The Court said the independent and adequate state ground doctrine, a principle of direct review, applied on a "somwhat different" basis in collateral federal proceedings, and that it was a jurisdictional bar predicated on federalism as a constitutional principle: "In the habeas context, the application of the independent and adequate state ground doctrine is grounded in concerns of comity and federalism." The exhaustion requirement has been justified on the basis of comity since Darr v. Burford. The Court said the same applied to defaulted claims because "a habeas petitioner who has failed to meet the State's procedural requirements for presenting his federal claims in state court has deprived the state courts of an opportunity to address those claims in the first instance".

Coleman said the late filing was excused by attorney error, but the Coleman majority opinion also asserted that petitioners in federal habeas proceedings must "bear the risk of attorney error", because the constitutional right to effective counsel does not extend to such proceedings, although the Supreme Court has relaxed this rule somewhat in some of its more recent decisions, including Maples v. Thomas.

===Dissent===
The dissenting opinion, written by Justice Harry Blackmun, responded to O'Connor's assertion by arguing that federalism "has no inherent normative value: it does not, as the majority appears to assume, blindly protect the interests of States from any incursion by the federal courts. Rather, federalism secures to citizens the liberties that derive from the diffusion of sovereign power." He criticized the majority for "transform[ing] the duty to protect federal rights into a self-fashioned abdication".

==Reactions==
Shortly after the Supreme Court decided Coleman v. Thompson, The New York Times published an editorial harshly criticizing the decision. The editorial argued that the Court holding that Coleman was unable to challenge his conviction in federal court solely because his attorneys had narrowly missed a filing deadline was "bizarre". The editorial dismissed O'Connor's invocation of federalism as a justification for this decision, writing that "[i]n the name of states' rights, the Court has produced a terrible injustice." The decision was also met with criticism from civil rights activists, who saw it as part of a trend of Rehnquist Court decisions aimed at restricting access to habeas corpus for state prisoners. Congressman Don Edwards was also critical of the decision, saying that "Coleman might very well be innocent, yet the Supreme Court has used this arbitrary rule that he can’t take advantage of habeas corpus just because it wasn’t technically filed correctly".

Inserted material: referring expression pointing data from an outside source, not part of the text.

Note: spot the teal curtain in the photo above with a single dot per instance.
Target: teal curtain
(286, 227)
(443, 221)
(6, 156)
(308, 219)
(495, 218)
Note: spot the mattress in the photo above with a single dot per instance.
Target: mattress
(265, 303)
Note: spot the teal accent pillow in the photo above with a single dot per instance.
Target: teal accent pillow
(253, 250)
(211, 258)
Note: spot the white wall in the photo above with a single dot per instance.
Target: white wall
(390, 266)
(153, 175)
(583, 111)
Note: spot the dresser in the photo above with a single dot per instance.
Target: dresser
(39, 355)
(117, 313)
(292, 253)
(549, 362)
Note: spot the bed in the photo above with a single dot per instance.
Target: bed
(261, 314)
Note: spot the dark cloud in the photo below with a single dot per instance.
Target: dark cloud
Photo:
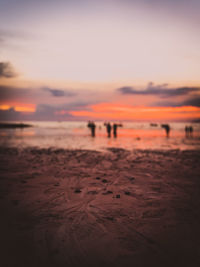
(59, 92)
(194, 101)
(8, 93)
(58, 112)
(9, 115)
(6, 70)
(159, 90)
(191, 101)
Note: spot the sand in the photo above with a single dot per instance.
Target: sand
(89, 208)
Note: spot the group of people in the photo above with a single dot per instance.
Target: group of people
(188, 131)
(110, 128)
(91, 125)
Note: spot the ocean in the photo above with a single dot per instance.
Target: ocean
(76, 135)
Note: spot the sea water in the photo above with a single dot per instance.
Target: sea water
(76, 135)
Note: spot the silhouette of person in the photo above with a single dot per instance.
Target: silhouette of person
(115, 125)
(187, 133)
(92, 127)
(167, 129)
(108, 128)
(190, 131)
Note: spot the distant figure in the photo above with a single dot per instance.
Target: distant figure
(167, 129)
(186, 131)
(190, 129)
(92, 127)
(108, 128)
(115, 125)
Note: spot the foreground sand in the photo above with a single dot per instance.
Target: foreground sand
(89, 208)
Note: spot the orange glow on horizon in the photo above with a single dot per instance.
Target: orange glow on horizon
(123, 112)
(20, 107)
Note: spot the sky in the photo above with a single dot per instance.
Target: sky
(136, 60)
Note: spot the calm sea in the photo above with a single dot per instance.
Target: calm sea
(76, 135)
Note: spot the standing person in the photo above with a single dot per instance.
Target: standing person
(92, 127)
(190, 131)
(108, 128)
(167, 129)
(115, 125)
(186, 131)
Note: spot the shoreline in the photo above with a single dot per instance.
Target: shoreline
(91, 208)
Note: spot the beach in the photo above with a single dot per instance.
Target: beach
(117, 207)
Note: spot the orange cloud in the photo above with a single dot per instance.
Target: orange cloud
(112, 111)
(21, 107)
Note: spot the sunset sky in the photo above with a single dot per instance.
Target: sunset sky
(136, 60)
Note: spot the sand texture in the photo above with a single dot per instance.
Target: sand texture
(88, 208)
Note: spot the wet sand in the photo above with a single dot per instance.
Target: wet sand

On May 14, 1992, shortly before Coleman was scheduled to be executed, the New York Times published another editorial criticizing the Supreme Court's decision in Coleman. The editorial claimed that the Supreme Court was "determined to facilitate executions and excessively deferential to dubious state court rulings". On May 18, Time published an issue with Coleman on the cover and the caption "Must This Man Die?" The article, written by Jill Smolowe, argued that "the courts have so far failed Coleman miserably" and criticized the Court's decision in Coleman as part of a pattern whereby the Rehnquist Court was "more concerned with finality than fairness". Coleman was executed on May 20, 1992, after his final appeals were rejected by the Supreme Court in a 7–2 vote, with Justices Blackmun and David Souter dissenting.

In a 2001 article in Salon, journalist Alan Burlow described Coleman as "one of the Court's most criticized death penalty decisions in recent memory". In 2007, law professor Todd Pettys criticized Coleman as part of the court's "overarching, finality-driven reform agenda." He also criticized the Coleman majority for what he felt was its excessive focus on finality, writing that "when procedural requirements are so rigorously enforced that the public is given good cause to believe that courts ascribe greater value to procedural impeccability than to substantive justice, citizens justifiably lose confidence in the integrity of the criminal justice system. At that point, it is only the rhetoric—and not the reality—of finality that has triumphed."
==Subsequent developments==
In 2006, DNA evidence confirmed that Coleman was guilty of the crimes for which he was executed, despite having insisted that he was innocent up until his execution.